Onur Aydoğan
Ah be Filenin Sultanları…
Kadın milli voleybol takımımızın Polonya ile oynadığı maçın izlenme oranı A milli futbol takımımızın maçının iki katıydı. Sırbistan ile oynadığı yarı final maçında tüm Türkiye ekran başına kilitlendi. Bir anda Filenin Sultanları ünlü şarkıcılardan, dizi yıldızlarından daha popüler oldu. Ancak bu ilgi ve sevgi maça olan konsantrasyonlarını bozmuş olsa gerek, rakibimizden daha iyi olmamıza rağmen bu önemli maçı kaybettik.

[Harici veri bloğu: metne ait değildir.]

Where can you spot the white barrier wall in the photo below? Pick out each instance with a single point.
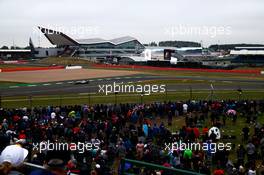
(73, 67)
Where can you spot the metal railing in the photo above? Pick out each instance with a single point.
(152, 166)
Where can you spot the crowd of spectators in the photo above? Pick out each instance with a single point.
(132, 131)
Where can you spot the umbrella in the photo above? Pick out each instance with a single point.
(231, 112)
(72, 114)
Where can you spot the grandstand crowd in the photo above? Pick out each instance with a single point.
(133, 131)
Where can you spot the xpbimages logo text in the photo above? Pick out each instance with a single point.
(209, 146)
(147, 89)
(55, 146)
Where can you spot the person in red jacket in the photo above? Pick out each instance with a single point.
(219, 171)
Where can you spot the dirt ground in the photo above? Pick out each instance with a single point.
(61, 75)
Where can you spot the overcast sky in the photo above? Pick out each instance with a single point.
(209, 21)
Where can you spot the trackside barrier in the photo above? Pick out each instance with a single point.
(14, 62)
(246, 71)
(30, 68)
(73, 67)
(154, 167)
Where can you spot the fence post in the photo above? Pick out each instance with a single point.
(30, 102)
(116, 97)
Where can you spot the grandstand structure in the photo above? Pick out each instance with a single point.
(248, 55)
(93, 47)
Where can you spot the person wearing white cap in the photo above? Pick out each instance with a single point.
(11, 158)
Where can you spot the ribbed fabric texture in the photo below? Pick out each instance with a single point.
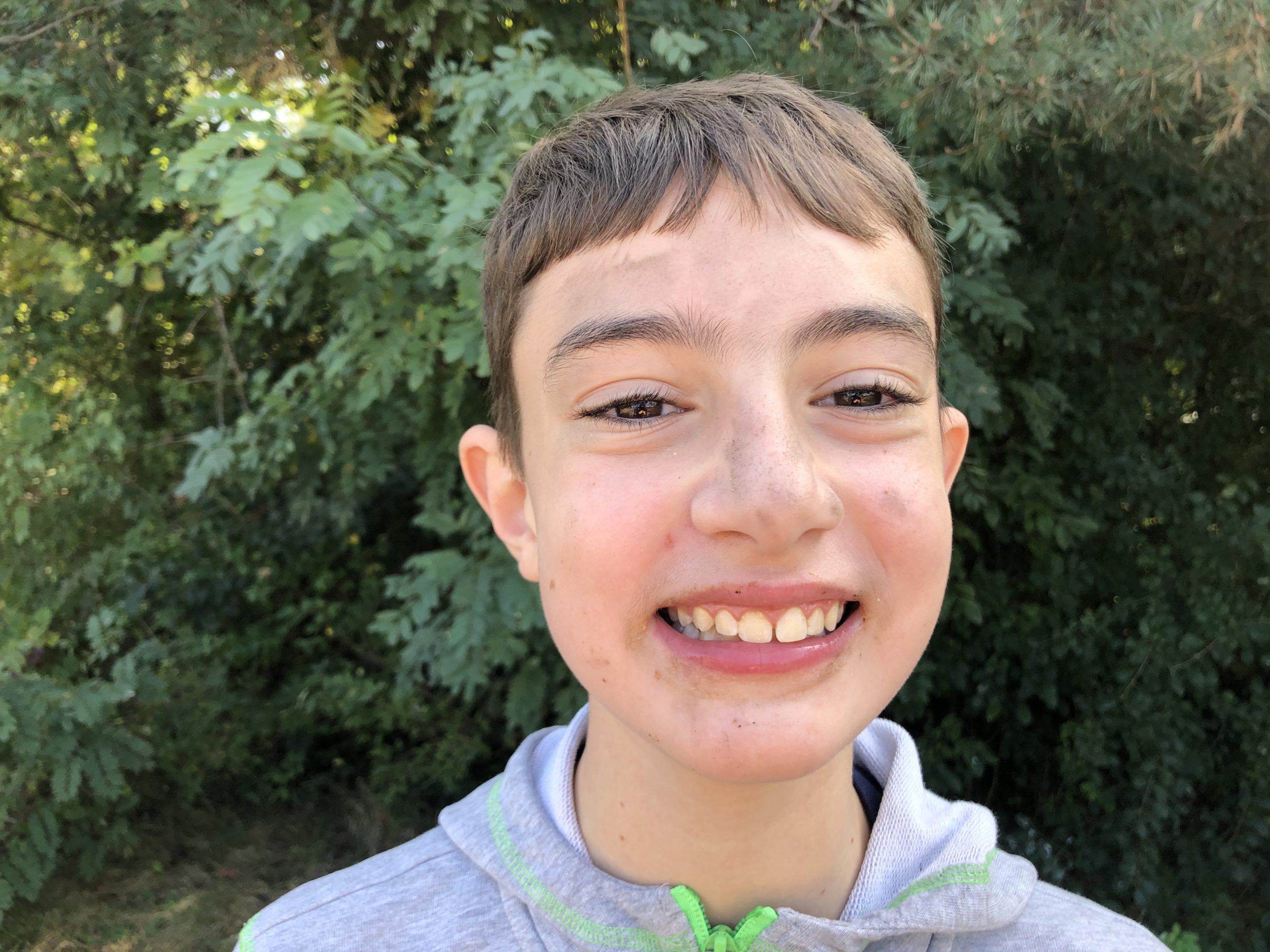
(553, 765)
(504, 873)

Üçüncülük maçında Hollanda’yı zorlanmadan yenen kadın voleybol takımımız bronz madalya kazandı ancak bu takıma şampiyonluk yakışırdı. Yazık oldu.
Nefeslerimizi tutarak izlediğimiz final gibi yarı final maçında, son topa kadar başa baş giden ilk 3 sette Sırbistan takımı Tijana Boskoviç ile setlere tutundu. Tüm Türkiye onun yorulup oyundan düşmesini bekledi. Boskoviç’in iyi oyununun yanı sıra, bizim rakibimizden üstün olduğumuz yönlerimizi maça yansıtamamamız bu üç setin ikisini kaybetmemize neden oldu.
Ne demiştik, Filenin Sultanlarının tamamı çok etkili servislerle rakiplerimizi bozuyordu. Sırbistan maçında öyle etkili servisler göremedik. Tüm toplar Sırbistan pasörü Maja Ognjenovic’in ellerine yumuşacık iniverdi. Oyuncularımız servis atarken risk almak istemediler. Anlaşılan son 10 yılda yenemediğimiz Sırbistan’a karşı oyuncularımızda psikolojik bir baskı oluşmuş.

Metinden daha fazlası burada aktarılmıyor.